In Java streams is peek really only for debugging?
Solution 1:
The important thing you have to understand is that streams are driven by the terminal operation. The terminal operation determines whether all elements have to be processed or any at all. So collect
is an operation that processes each item, whereas findAny
may stop processing items once it encountered a matching element.
And count()
may not process any elements at all when it can determine the size of the stream without processing the items. Since this is an optimization not made in Java 8, but which will be in Java 9, there might be surprises when you switch to Java 9 and have code relying on count()
processing all items. This is also connected to other implementation-dependent details, e.g. even in Java 9, the reference implementation will not be able to predict the size of an infinite stream source combined with limit
while there is no fundamental limitation preventing such prediction.
Since peek
allows “performing the provided action on each element as elements are consumed from the resulting stream”, it does not mandate processing of elements but will perform the action depending on what the terminal operation needs. This implies that you have to use it with great care if you need a particular processing, e.g. want to apply an action on all elements. It works if the terminal operation is guaranteed to process all items, but even then, you must be sure that not the next developer changes the terminal operation (or you forget that subtle aspect).
Further, while streams guarantee to maintain the encounter order for a certain combination of operations even for parallel streams, these guarantees do not apply to peek
. When collecting into a list, the resulting list will have the right order for ordered parallel streams, but the peek
action may get invoked in an arbitrary order and concurrently.
So the most useful thing you can do with peek
is to find out whether a stream element has been processed which is exactly what the API documentation says:
This method exists mainly to support debugging, where you want to see the elements as they flow past a certain point in a pipeline
Solution 2:
The key takeaway from this:
Don't use the API in an unintended way, even if it accomplishes your immediate goal. That approach may break in the future, and it is also unclear to future maintainers.
There is no harm in breaking this out to multiple operations, as they are distinct operations. There is harm in using the API in an unclear and unintended way, which may have ramifications if this particular behavior is modified in future versions of Java.
Using forEach
on this operation would make it clear to the maintainer that there is an intended side effect on each element of accounts
, and that you are performing some operation that can mutate it.

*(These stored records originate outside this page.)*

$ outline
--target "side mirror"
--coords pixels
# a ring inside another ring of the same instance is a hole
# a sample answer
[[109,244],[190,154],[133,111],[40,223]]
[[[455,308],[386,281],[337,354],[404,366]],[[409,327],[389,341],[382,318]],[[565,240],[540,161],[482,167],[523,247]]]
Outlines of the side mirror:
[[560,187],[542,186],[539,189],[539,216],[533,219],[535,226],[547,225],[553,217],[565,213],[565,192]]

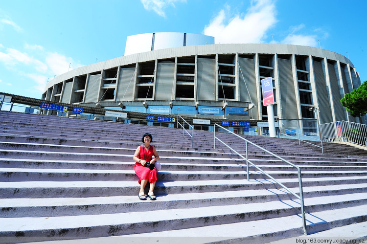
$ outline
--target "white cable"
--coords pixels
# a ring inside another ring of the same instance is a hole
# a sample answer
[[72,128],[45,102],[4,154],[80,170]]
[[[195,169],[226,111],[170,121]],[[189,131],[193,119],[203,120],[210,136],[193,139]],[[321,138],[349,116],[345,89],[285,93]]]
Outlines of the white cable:
[[223,89],[223,83],[222,82],[222,77],[221,76],[221,71],[219,70],[219,64],[218,65],[218,72],[219,73],[219,79],[221,80],[221,85],[222,85],[222,90],[223,91],[223,97],[224,97],[224,102],[227,102],[226,101],[226,95],[224,94],[224,89]]
[[[99,74],[99,76],[102,76],[102,74]],[[92,87],[91,88],[91,89],[89,89],[89,90],[90,90],[90,91],[91,90],[92,90],[92,88],[93,88],[93,87],[94,87],[94,85],[95,85],[95,83],[96,83],[96,82],[97,82],[97,81],[98,81],[98,79],[96,79],[96,80],[95,80],[95,81],[94,82],[94,83],[93,84],[93,85],[92,85]],[[89,82],[88,82],[88,83],[89,83]],[[88,90],[88,88],[87,89]],[[87,93],[86,93],[85,95],[85,96],[84,96],[84,97],[83,97],[83,99],[82,99],[82,101],[80,101],[80,102],[81,102],[81,102],[83,102],[83,100],[84,100],[84,99],[85,99],[85,98],[86,98],[86,97],[87,97],[87,95],[88,95],[88,92],[89,92],[89,90],[87,90]],[[84,102],[85,102],[85,101]]]
[[[116,78],[116,77],[117,77],[117,73],[116,73],[116,75],[115,75],[115,77],[114,77],[114,79],[115,79],[115,78]],[[111,81],[111,83],[110,83],[110,84],[109,84],[109,85],[111,85],[111,84],[112,84],[112,83],[113,83],[113,82],[114,82],[114,80],[112,80]],[[117,90],[117,88],[116,88],[116,90]],[[99,101],[98,102],[98,103],[99,103],[99,102],[100,102],[100,101],[101,101],[102,100],[102,98],[103,98],[103,96],[104,96],[104,95],[105,95],[105,94],[106,94],[106,92],[107,92],[107,90],[108,90],[108,89],[105,89],[106,90],[106,91],[105,91],[105,93],[103,93],[103,95],[102,95],[102,96],[101,97],[101,99],[100,99],[100,100],[99,100]]]
[[238,64],[238,67],[240,68],[240,71],[241,71],[241,75],[242,76],[242,79],[243,79],[243,82],[245,83],[245,86],[246,87],[246,89],[247,90],[247,93],[249,93],[249,97],[250,97],[250,100],[251,102],[251,103],[253,104],[253,103],[252,103],[252,100],[251,99],[251,95],[250,94],[250,91],[249,91],[249,89],[247,88],[247,85],[246,85],[246,82],[245,80],[245,77],[243,77],[243,74],[242,73],[242,70],[241,69],[241,66],[240,66],[240,63],[238,61],[237,61],[237,63]]
[[[152,76],[152,79],[150,79],[150,83],[152,83],[152,81],[153,80],[153,78],[154,77],[154,72],[155,72],[155,70],[154,71],[153,71],[153,76]],[[150,87],[151,86],[149,86],[149,87],[148,88],[148,91],[146,93],[146,96],[145,97],[145,101],[146,101],[146,99],[148,98],[148,94],[149,93],[149,90],[150,89]]]
[[124,95],[122,96],[122,98],[121,98],[121,101],[124,100],[124,98],[125,98],[125,94],[126,94],[126,92],[127,91],[128,89],[129,89],[129,87],[130,86],[130,83],[131,83],[131,81],[133,80],[133,78],[134,77],[134,75],[135,74],[135,72],[136,72],[137,69],[136,68],[135,70],[134,71],[134,73],[133,73],[133,75],[131,76],[131,79],[130,79],[130,81],[129,82],[129,85],[127,85],[127,87],[126,88],[126,89],[125,90],[125,93],[124,93]]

It's also more conventional in the sense that peek
is an intermediate operation which doesn't operate on the entire collection until the terminal operation runs, but forEach
is indeed a terminal operation. This way, you can make strong arguments around the behavior and the flow of your code as opposed to asking questions about if peek
would behave the same as forEach
does in this context.
accounts.forEach(a -> a.login());
List<Account> loggedInAccounts = accounts.stream()
.filter(Account::loggedIn)
.collect(Collectors.toList());